Потом из ящиков я доставал матовую огромную антоновку и мелкую желтую китайку.
Стукнула калитка.
Вдоль стены моего дома, шурша листвой и цепляясь за сухой виноград, прошел сторож. Отдуваясь, он плюхнулся на крыльцо.
Наконец, выпустив несколько раз воздух, посучив ногами, чтобы залезть в брючный карман за папиросами, он спросил: “Давно?..”
Могло это означать что угодно. Ну хотя бы, давно ли я тут сижу, давно ли приехал или, наоборот, давно ли не был.
Раз я жил здесь зимой, и был январь, но холодные созвездия прятались не в яме, а в белых ночных тучах.

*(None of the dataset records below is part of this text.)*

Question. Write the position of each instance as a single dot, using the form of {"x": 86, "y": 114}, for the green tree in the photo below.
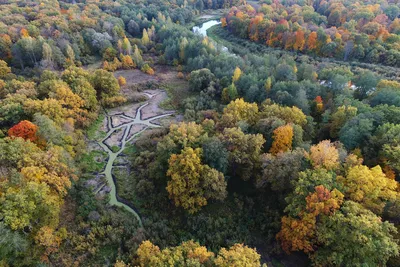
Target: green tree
{"x": 354, "y": 237}
{"x": 105, "y": 84}
{"x": 200, "y": 79}
{"x": 193, "y": 184}
{"x": 238, "y": 255}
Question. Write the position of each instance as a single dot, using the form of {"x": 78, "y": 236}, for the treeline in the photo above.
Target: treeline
{"x": 344, "y": 30}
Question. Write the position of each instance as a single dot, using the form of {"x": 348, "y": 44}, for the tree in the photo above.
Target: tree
{"x": 137, "y": 57}
{"x": 127, "y": 62}
{"x": 145, "y": 38}
{"x": 215, "y": 154}
{"x": 105, "y": 83}
{"x": 340, "y": 117}
{"x": 288, "y": 114}
{"x": 239, "y": 110}
{"x": 299, "y": 234}
{"x": 365, "y": 83}
{"x": 244, "y": 151}
{"x": 31, "y": 205}
{"x": 200, "y": 79}
{"x": 4, "y": 69}
{"x": 25, "y": 129}
{"x": 312, "y": 41}
{"x": 370, "y": 187}
{"x": 147, "y": 69}
{"x": 281, "y": 170}
{"x": 354, "y": 236}
{"x": 283, "y": 137}
{"x": 236, "y": 74}
{"x": 238, "y": 255}
{"x": 121, "y": 81}
{"x": 13, "y": 245}
{"x": 300, "y": 40}
{"x": 188, "y": 253}
{"x": 324, "y": 155}
{"x": 192, "y": 183}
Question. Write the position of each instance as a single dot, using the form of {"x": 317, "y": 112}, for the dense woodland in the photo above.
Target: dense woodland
{"x": 346, "y": 30}
{"x": 282, "y": 157}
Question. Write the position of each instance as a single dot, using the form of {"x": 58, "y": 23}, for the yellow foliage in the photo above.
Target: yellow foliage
{"x": 324, "y": 155}
{"x": 283, "y": 137}
{"x": 121, "y": 81}
{"x": 238, "y": 255}
{"x": 236, "y": 74}
{"x": 239, "y": 110}
{"x": 369, "y": 187}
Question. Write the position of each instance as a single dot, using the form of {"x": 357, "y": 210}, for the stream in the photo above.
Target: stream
{"x": 202, "y": 30}
{"x": 112, "y": 155}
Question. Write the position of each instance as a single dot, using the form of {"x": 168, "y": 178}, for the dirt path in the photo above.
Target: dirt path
{"x": 124, "y": 125}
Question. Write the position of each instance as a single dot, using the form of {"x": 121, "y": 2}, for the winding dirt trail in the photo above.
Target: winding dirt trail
{"x": 131, "y": 127}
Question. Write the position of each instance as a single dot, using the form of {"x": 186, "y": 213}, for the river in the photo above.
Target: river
{"x": 202, "y": 30}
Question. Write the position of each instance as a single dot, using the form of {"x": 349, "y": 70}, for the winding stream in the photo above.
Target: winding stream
{"x": 112, "y": 155}
{"x": 202, "y": 30}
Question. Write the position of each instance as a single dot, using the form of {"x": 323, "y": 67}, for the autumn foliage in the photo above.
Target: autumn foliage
{"x": 24, "y": 129}
{"x": 283, "y": 137}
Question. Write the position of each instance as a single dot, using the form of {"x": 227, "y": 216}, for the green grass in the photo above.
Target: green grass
{"x": 93, "y": 132}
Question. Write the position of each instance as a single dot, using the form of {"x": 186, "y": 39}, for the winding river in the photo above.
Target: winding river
{"x": 202, "y": 30}
{"x": 127, "y": 128}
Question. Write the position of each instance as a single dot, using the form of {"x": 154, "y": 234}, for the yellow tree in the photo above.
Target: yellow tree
{"x": 145, "y": 38}
{"x": 239, "y": 110}
{"x": 236, "y": 74}
{"x": 369, "y": 187}
{"x": 324, "y": 155}
{"x": 187, "y": 253}
{"x": 238, "y": 255}
{"x": 283, "y": 137}
{"x": 192, "y": 183}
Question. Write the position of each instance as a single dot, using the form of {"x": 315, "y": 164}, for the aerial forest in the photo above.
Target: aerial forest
{"x": 199, "y": 133}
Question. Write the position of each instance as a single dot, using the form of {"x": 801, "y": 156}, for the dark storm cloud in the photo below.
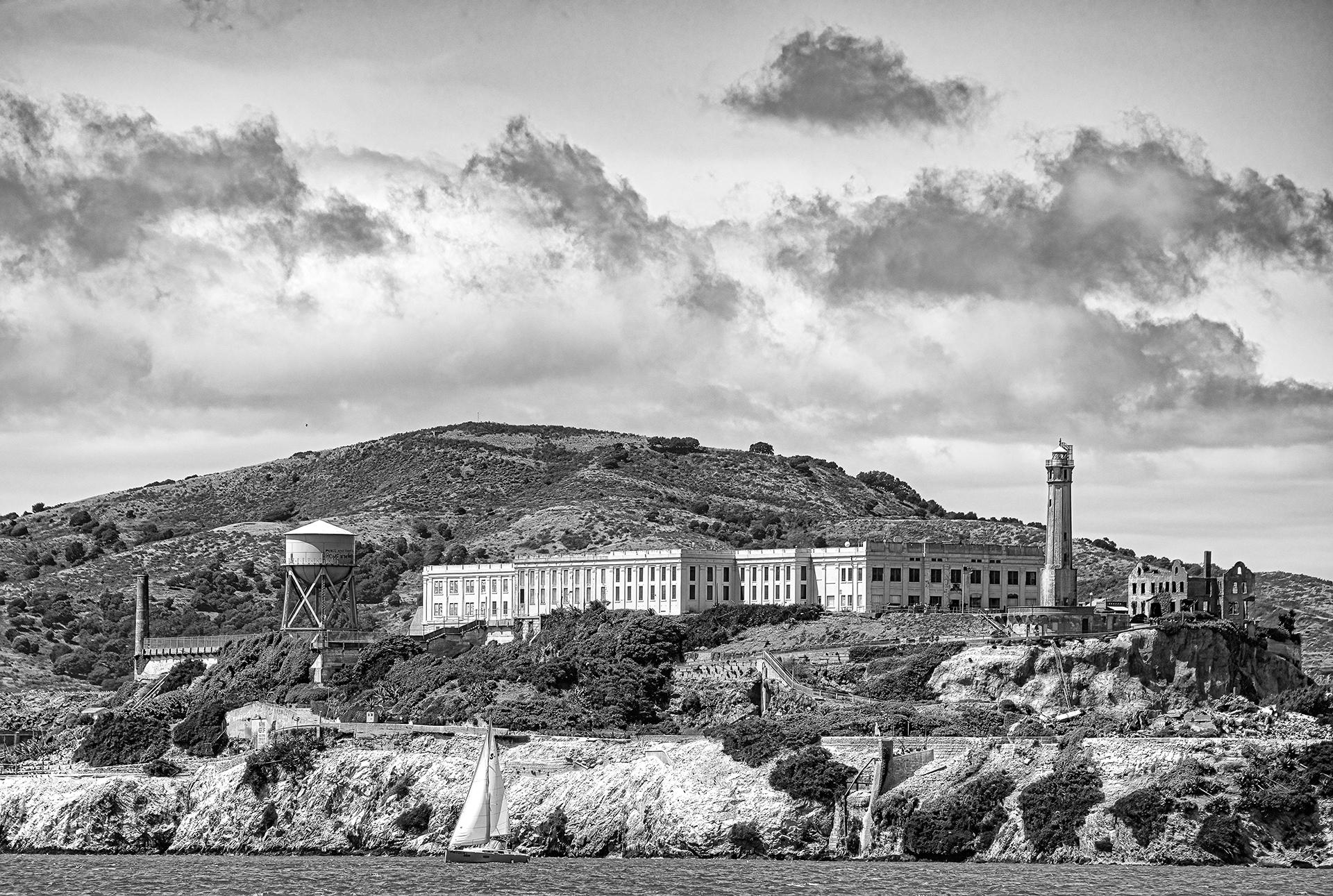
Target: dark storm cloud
{"x": 1136, "y": 218}
{"x": 575, "y": 191}
{"x": 346, "y": 227}
{"x": 850, "y": 83}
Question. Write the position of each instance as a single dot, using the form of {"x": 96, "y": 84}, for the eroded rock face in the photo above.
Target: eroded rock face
{"x": 1121, "y": 674}
{"x": 617, "y": 799}
{"x": 1123, "y": 766}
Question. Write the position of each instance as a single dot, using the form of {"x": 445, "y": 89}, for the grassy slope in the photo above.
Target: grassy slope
{"x": 501, "y": 489}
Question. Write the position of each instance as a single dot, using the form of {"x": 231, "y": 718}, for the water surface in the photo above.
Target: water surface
{"x": 376, "y": 875}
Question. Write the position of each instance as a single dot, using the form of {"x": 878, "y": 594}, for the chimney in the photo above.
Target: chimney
{"x": 142, "y": 615}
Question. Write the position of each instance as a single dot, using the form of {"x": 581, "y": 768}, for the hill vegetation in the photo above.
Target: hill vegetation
{"x": 473, "y": 491}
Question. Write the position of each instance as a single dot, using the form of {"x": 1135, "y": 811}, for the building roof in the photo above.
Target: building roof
{"x": 320, "y": 527}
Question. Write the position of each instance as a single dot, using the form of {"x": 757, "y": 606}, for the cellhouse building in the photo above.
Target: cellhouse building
{"x": 510, "y": 599}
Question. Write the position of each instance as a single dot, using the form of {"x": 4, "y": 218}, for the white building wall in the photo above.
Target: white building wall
{"x": 850, "y": 579}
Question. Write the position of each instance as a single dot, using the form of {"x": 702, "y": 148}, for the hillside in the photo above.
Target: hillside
{"x": 472, "y": 491}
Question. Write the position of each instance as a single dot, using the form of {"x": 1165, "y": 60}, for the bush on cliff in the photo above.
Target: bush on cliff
{"x": 1055, "y": 806}
{"x": 717, "y": 625}
{"x": 1221, "y": 835}
{"x": 811, "y": 774}
{"x": 552, "y": 835}
{"x": 753, "y": 741}
{"x": 291, "y": 755}
{"x": 124, "y": 739}
{"x": 1144, "y": 812}
{"x": 901, "y": 673}
{"x": 182, "y": 675}
{"x": 746, "y": 840}
{"x": 414, "y": 822}
{"x": 963, "y": 823}
{"x": 203, "y": 732}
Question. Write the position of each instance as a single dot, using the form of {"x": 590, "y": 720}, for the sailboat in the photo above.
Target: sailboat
{"x": 483, "y": 826}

Большая луна светила сквозь решетчатые ставни, а я засыпал у гаснущей печки на огромной дохе (потом появилась кровать, старая, неподъемная, с шишечками и резьбой – в дальнем углу комнаты), рядом со звенящим приемником. Каждую ночь передо мной вставал вопрос, оставить ли вьюшку открытой и выстудить комнату или пропрыгать по холодному полу несколько шагов и, исполнив короткий танец-бой с трубой и вьюшкой, снова нырнуть в постель.
Я исправно выполнял второе, но, кажется, в последнюю ночь забыл и утром точно знал, когда температура перевалила через ноль, – по вставшим электронным часам, снятым с руки.
В мир той зимы, утреннего станционного магазина, чтения стихов на безлюдной дороге и ночного приемника однажды ворвался скрип валенок на дорожке. Это был он, наш сторож.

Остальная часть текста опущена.